Predictive Coding, when correctly employed, can significantly reduce legal review costs with generally more accurate results than other traditional legal review processes. However, the benefits associated with predictive coding are often undercut by the over-collection and over-inclusion of Electronically Stored Information (ESI) into the predictive coding process. This is problematic for two reasons.
The first reason is obvious, the more data introduced into the process, the higher the cost and burden. Some practitioners believe it is necessary to over-collect and subsequently over-include ESI to allow the predictive coding process to sort everything out. Many service providers charge by volume, so there can be economic incentives that conflict with what is best for the end-client. In some cases, the significant cost savings realized through predictive coding are erased by eDiscovery costs associated with overly aggressive ESI inclusion on the front end.
The second reason why ESI over-inclusion is detrimental is less obvious, and in fact counter intuitive to many. Some discovery practitioners believe as much data as possible needs to be put through the predictive coding process in order to “better train” the machine learning algorithms. However this is contrary to what is actually true. The predictive coding process is much more effective when the initial set of data has a higher richness (also referred to as “prevalence”) ratio. In other words, the higher the rate of responsive data in the initial data set, the better. It has always been understood that document culling is very important to successful, economical document review, and that includes predictive coding.
Robert Keeling, a senior partner at Sidley Austin and the co-chair of the firm’s eDiscovery Task Force, is a widely recognized legal expert in the areas of predictive coding and technology assisted review. At Legal Tech New York earlier this year, he presented at an Emerging Technology Session: “Predictive Coding: Deconstructing the Secret Sauce,” where he and his colleagues reported on a comprehensive study of various technical parameters that affect the outcome of a predictive coding effort. According to Robert, the study revealed many important findings, one of them being that a data set with a relatively high richness ratio prior to being ingested into the predictive coding process was an important success factor.

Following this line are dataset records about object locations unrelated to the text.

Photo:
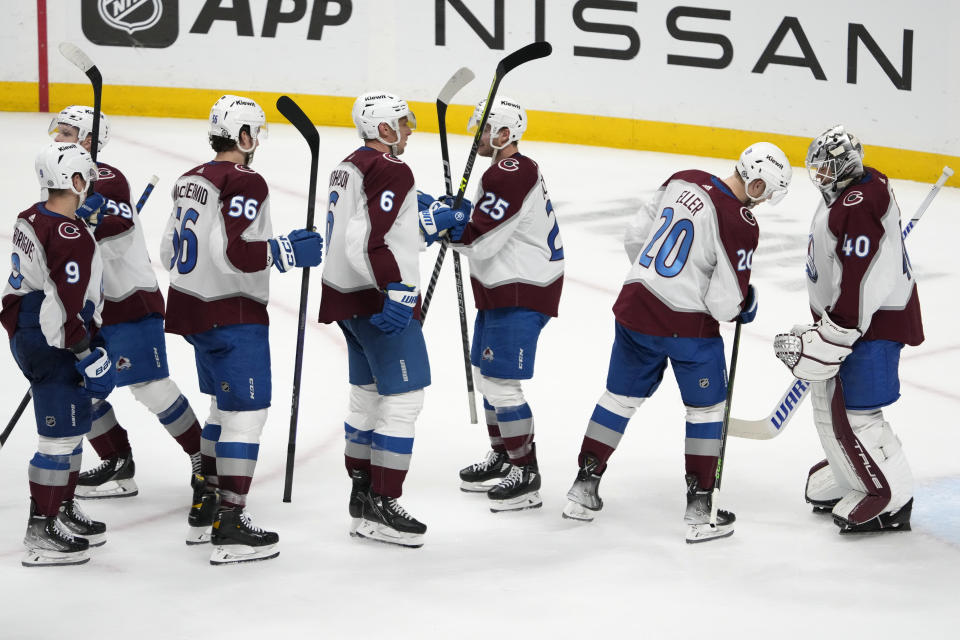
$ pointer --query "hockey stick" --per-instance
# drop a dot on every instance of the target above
(791, 399)
(456, 82)
(26, 397)
(734, 352)
(532, 51)
(292, 112)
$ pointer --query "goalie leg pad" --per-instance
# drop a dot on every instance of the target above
(867, 490)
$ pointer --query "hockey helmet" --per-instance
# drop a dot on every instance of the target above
(81, 117)
(231, 113)
(505, 113)
(767, 162)
(59, 161)
(834, 160)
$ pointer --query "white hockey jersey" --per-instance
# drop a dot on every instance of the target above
(56, 278)
(215, 246)
(513, 240)
(692, 251)
(372, 235)
(857, 266)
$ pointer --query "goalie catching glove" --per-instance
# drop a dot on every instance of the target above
(814, 352)
(299, 248)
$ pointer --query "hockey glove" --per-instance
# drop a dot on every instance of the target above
(99, 377)
(815, 352)
(397, 308)
(89, 209)
(299, 248)
(749, 309)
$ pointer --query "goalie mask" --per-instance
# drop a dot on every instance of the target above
(81, 117)
(230, 114)
(767, 162)
(376, 107)
(505, 113)
(59, 161)
(834, 160)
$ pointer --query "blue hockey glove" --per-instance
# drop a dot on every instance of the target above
(99, 377)
(397, 308)
(299, 248)
(749, 309)
(89, 209)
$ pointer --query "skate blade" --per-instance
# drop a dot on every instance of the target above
(479, 487)
(706, 532)
(576, 511)
(49, 558)
(378, 533)
(520, 503)
(237, 553)
(109, 489)
(199, 535)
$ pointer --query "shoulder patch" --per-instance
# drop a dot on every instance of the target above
(852, 199)
(68, 231)
(509, 164)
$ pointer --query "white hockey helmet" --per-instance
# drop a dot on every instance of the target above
(59, 161)
(834, 160)
(374, 107)
(230, 114)
(81, 117)
(767, 162)
(506, 113)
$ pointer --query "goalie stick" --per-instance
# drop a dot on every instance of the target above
(791, 399)
(532, 51)
(457, 81)
(26, 397)
(292, 112)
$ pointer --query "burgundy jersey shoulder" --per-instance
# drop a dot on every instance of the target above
(511, 178)
(230, 178)
(111, 183)
(862, 204)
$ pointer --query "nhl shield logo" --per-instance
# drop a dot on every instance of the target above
(130, 15)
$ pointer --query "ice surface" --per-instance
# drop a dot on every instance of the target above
(786, 573)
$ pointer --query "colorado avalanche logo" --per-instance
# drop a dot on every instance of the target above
(811, 265)
(130, 15)
(852, 199)
(68, 231)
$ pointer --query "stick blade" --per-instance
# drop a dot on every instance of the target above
(75, 55)
(532, 51)
(295, 115)
(461, 78)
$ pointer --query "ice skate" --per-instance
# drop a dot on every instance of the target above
(359, 488)
(50, 544)
(697, 517)
(80, 525)
(235, 539)
(486, 474)
(203, 510)
(384, 520)
(112, 478)
(518, 491)
(583, 499)
(898, 520)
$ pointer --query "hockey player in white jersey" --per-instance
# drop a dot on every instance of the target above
(863, 295)
(51, 310)
(691, 250)
(219, 250)
(370, 289)
(132, 323)
(513, 244)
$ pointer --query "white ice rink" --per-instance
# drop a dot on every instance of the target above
(786, 573)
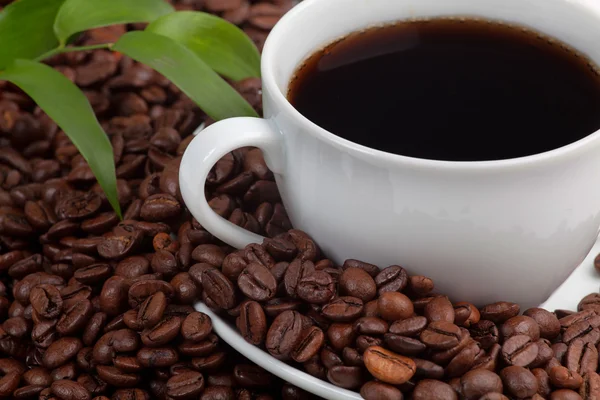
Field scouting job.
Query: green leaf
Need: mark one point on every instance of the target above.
(70, 109)
(26, 29)
(80, 15)
(223, 46)
(192, 75)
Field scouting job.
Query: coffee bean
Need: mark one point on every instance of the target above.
(563, 378)
(547, 322)
(186, 385)
(113, 376)
(251, 376)
(520, 325)
(391, 279)
(519, 350)
(409, 327)
(75, 317)
(478, 382)
(388, 366)
(257, 282)
(356, 282)
(406, 346)
(310, 343)
(61, 351)
(394, 306)
(252, 322)
(427, 369)
(581, 357)
(341, 335)
(499, 312)
(294, 273)
(162, 333)
(157, 357)
(519, 382)
(433, 390)
(46, 300)
(485, 332)
(465, 314)
(218, 288)
(69, 390)
(564, 394)
(441, 335)
(284, 334)
(590, 388)
(346, 377)
(439, 309)
(316, 288)
(199, 349)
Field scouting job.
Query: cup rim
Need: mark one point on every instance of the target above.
(269, 59)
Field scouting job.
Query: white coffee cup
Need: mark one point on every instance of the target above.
(483, 231)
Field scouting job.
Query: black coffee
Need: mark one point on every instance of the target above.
(444, 89)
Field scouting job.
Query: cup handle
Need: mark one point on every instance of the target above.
(203, 153)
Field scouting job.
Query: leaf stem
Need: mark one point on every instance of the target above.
(60, 50)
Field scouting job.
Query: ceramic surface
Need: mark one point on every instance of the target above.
(510, 229)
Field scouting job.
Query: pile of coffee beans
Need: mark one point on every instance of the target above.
(92, 307)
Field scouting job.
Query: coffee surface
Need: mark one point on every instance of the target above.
(450, 89)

To be sure, the volume of ESI is growing exponentially and will only continue to do so. The costs associated with collecting, processing, reviewing, and producing documents in litigation are the source of considerable pain for litigants. The only way to reduce that pain to its minimum is to use all tools available in all appropriate circumstances within the bounds of reasonableness and proportionality to control the volumes of data that enter the discovery pipeline, including predictive coding.

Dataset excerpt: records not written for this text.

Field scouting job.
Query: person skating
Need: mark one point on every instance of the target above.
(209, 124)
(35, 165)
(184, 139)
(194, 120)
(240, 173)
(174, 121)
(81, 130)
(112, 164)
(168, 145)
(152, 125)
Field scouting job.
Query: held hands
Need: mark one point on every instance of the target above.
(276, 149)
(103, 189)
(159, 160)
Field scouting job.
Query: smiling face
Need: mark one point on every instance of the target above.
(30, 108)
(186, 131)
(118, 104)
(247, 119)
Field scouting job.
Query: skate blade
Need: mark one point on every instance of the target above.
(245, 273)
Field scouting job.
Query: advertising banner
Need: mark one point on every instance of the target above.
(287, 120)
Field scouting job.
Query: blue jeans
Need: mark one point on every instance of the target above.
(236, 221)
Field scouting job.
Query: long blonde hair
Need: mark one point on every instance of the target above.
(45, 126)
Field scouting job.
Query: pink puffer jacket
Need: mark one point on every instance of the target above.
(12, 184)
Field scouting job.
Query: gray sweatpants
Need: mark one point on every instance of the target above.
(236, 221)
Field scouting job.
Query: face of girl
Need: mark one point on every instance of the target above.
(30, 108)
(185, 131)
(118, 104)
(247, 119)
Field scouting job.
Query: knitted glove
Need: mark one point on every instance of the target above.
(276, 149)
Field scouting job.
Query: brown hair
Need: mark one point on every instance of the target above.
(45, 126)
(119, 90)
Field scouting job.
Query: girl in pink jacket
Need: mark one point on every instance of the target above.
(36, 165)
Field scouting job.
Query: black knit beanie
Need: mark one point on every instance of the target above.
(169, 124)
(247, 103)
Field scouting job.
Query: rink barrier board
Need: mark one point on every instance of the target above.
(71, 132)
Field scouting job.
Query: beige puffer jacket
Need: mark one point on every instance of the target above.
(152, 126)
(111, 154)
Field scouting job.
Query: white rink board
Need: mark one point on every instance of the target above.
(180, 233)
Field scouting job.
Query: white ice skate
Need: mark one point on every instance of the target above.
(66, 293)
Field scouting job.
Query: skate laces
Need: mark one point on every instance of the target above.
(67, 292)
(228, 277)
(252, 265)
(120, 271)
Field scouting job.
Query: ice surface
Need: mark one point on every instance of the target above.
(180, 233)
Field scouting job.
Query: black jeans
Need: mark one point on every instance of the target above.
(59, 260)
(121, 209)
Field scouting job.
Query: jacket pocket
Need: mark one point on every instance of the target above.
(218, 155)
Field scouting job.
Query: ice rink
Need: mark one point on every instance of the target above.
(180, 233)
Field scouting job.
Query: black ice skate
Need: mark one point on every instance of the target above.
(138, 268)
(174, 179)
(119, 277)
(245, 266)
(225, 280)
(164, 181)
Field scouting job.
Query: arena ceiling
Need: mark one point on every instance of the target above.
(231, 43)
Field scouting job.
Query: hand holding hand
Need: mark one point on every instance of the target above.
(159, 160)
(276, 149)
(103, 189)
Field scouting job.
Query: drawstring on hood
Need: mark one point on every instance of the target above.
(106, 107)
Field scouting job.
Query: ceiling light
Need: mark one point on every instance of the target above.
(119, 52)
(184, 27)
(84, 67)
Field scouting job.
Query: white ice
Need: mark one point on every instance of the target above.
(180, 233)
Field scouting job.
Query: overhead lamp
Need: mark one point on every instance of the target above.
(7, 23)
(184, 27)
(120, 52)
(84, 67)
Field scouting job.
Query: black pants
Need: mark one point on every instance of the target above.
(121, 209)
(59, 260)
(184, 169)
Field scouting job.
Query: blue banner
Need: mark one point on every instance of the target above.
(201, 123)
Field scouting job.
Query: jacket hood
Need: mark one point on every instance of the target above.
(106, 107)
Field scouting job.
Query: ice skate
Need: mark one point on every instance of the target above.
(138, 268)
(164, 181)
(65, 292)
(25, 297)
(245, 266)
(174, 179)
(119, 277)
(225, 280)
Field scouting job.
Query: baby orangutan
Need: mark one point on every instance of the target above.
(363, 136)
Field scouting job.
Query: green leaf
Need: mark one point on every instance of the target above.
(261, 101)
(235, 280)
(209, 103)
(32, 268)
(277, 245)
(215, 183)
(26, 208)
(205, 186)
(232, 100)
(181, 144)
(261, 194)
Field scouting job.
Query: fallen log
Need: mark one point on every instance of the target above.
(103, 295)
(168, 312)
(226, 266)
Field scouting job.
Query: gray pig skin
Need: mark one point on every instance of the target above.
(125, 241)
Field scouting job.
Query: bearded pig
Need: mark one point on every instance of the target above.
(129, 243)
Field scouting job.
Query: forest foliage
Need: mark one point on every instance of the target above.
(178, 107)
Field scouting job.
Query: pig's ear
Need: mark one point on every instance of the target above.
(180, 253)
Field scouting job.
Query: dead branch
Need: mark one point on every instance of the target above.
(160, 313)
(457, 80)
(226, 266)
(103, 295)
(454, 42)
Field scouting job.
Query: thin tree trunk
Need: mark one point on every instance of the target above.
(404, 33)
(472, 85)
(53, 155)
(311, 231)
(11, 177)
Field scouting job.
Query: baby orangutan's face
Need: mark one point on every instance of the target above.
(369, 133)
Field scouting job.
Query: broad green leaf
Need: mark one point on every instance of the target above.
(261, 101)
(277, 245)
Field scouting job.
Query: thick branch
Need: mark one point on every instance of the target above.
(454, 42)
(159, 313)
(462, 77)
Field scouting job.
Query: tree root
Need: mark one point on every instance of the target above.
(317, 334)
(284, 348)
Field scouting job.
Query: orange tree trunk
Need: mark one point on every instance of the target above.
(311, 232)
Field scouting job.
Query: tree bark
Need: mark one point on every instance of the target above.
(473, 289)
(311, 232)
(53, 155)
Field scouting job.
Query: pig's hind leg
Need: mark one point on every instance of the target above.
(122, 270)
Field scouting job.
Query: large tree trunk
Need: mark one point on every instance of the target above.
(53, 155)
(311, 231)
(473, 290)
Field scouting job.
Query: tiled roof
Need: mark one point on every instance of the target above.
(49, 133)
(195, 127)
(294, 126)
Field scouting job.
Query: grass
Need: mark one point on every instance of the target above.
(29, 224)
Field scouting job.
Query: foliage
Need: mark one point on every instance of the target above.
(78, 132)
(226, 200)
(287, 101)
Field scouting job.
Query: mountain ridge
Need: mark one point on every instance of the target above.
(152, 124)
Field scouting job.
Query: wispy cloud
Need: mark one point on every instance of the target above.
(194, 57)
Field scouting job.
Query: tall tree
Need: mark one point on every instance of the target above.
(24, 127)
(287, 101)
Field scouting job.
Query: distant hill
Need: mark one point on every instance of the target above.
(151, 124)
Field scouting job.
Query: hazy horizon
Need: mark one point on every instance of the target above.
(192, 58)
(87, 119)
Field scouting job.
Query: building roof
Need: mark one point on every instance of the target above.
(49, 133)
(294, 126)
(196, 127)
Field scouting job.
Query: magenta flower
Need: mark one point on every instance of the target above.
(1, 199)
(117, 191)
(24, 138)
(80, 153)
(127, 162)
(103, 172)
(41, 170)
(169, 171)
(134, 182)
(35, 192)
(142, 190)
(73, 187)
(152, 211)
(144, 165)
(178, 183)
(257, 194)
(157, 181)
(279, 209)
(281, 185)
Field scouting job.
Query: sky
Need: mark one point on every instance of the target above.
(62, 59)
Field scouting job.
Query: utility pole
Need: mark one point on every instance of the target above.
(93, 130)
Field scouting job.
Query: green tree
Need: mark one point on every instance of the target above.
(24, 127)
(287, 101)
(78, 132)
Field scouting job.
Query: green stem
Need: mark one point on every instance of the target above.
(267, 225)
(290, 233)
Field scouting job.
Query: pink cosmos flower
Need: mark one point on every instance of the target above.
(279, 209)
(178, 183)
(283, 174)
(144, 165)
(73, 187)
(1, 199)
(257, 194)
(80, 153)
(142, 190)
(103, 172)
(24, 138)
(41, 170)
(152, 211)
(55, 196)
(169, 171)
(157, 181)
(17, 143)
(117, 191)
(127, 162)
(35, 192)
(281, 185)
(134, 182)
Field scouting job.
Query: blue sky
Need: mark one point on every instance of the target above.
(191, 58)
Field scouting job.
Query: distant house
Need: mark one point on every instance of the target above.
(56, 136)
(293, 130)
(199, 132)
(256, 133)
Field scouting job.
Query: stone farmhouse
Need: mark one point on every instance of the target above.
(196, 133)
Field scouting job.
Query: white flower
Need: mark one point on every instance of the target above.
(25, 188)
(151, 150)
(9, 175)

Ideally, an effective early case assessment (ECA) capability can enable counsel to set reasonable discovery limits and ultimately process, host, review and produce less ESI. Counsel can further use ECA to gather key information, develop a litigation budget, and better manage litigation deadlines. ECA also can foster cooperation and proportionality in discovery by informing the parties early in the process about where relevant ESI is located and what ESI is significant to the case. And with such benefits also comes a much more improved predictive coding process.

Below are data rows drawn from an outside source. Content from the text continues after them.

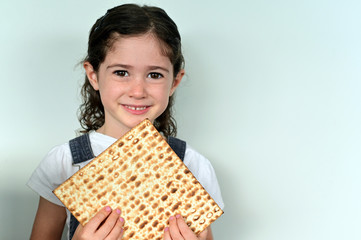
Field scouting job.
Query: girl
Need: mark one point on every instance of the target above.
(133, 66)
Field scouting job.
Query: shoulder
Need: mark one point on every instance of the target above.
(54, 169)
(204, 172)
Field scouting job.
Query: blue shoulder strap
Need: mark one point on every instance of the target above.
(81, 151)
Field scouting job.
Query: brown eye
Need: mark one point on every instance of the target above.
(121, 73)
(155, 75)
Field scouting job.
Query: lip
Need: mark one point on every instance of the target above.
(136, 109)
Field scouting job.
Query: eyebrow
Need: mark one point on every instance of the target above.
(152, 67)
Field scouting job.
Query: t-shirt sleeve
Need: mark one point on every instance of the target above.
(51, 172)
(203, 170)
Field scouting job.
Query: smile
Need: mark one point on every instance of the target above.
(135, 108)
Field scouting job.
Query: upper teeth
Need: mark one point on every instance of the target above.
(136, 108)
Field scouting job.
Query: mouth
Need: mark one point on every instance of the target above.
(136, 109)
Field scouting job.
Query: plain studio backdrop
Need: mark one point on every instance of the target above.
(271, 97)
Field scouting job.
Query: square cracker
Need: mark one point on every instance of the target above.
(143, 176)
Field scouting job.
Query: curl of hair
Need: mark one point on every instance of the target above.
(129, 20)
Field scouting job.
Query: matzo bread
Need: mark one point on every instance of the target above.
(141, 175)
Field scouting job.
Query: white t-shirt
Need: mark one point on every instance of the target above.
(57, 166)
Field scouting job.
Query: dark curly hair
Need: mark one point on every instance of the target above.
(129, 19)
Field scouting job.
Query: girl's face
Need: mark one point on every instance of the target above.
(135, 82)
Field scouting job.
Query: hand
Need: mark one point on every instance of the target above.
(105, 225)
(179, 230)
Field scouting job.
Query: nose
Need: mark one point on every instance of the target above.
(137, 88)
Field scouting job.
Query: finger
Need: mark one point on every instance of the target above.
(174, 229)
(97, 220)
(109, 224)
(166, 234)
(186, 232)
(203, 235)
(117, 232)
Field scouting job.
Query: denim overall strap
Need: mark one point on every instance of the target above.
(178, 146)
(81, 151)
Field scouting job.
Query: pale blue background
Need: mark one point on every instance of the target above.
(271, 97)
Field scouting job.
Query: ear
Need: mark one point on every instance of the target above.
(92, 75)
(177, 81)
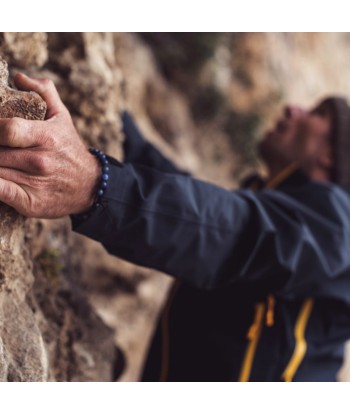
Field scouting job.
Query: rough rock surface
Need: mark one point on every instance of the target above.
(28, 105)
(48, 330)
(203, 100)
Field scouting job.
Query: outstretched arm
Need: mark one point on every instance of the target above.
(192, 230)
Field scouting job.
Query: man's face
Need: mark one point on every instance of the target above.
(299, 136)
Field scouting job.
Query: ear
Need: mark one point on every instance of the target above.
(326, 157)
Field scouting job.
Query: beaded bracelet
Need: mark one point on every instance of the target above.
(102, 158)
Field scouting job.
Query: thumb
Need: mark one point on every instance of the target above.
(45, 88)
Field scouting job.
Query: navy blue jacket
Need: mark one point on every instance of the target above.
(263, 277)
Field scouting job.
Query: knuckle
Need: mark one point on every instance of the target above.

X1 Distributed Discovery (X1DD) uniquely fulfills this requirement with its ability to perform pre-collection early case assessment, instead of ECA after the costly, time consuming and disruptive collection phase, thereby providing a game-changing new approach to the traditional eDiscovery model. X1DD enables enterprises to quickly and easily search across thousands of distributed endpoints from a central location. This allows organizations to easily perform unified complex searches across content, metadata, or both and obtain full results in minutes, enabling true pre-collection ECA with live keyword analysis and distributed processing and collection in parallel at the custodian level. To be sure, this dramatically shortens the identification/collection process by weeks if not months, curtails processing and review costs from not over-collecting data, and provides confidence to the legal team with a highly transparent, consistent and systemized process. And now we know of another key benefit of an effective ECA process: much more accurate predictive coding.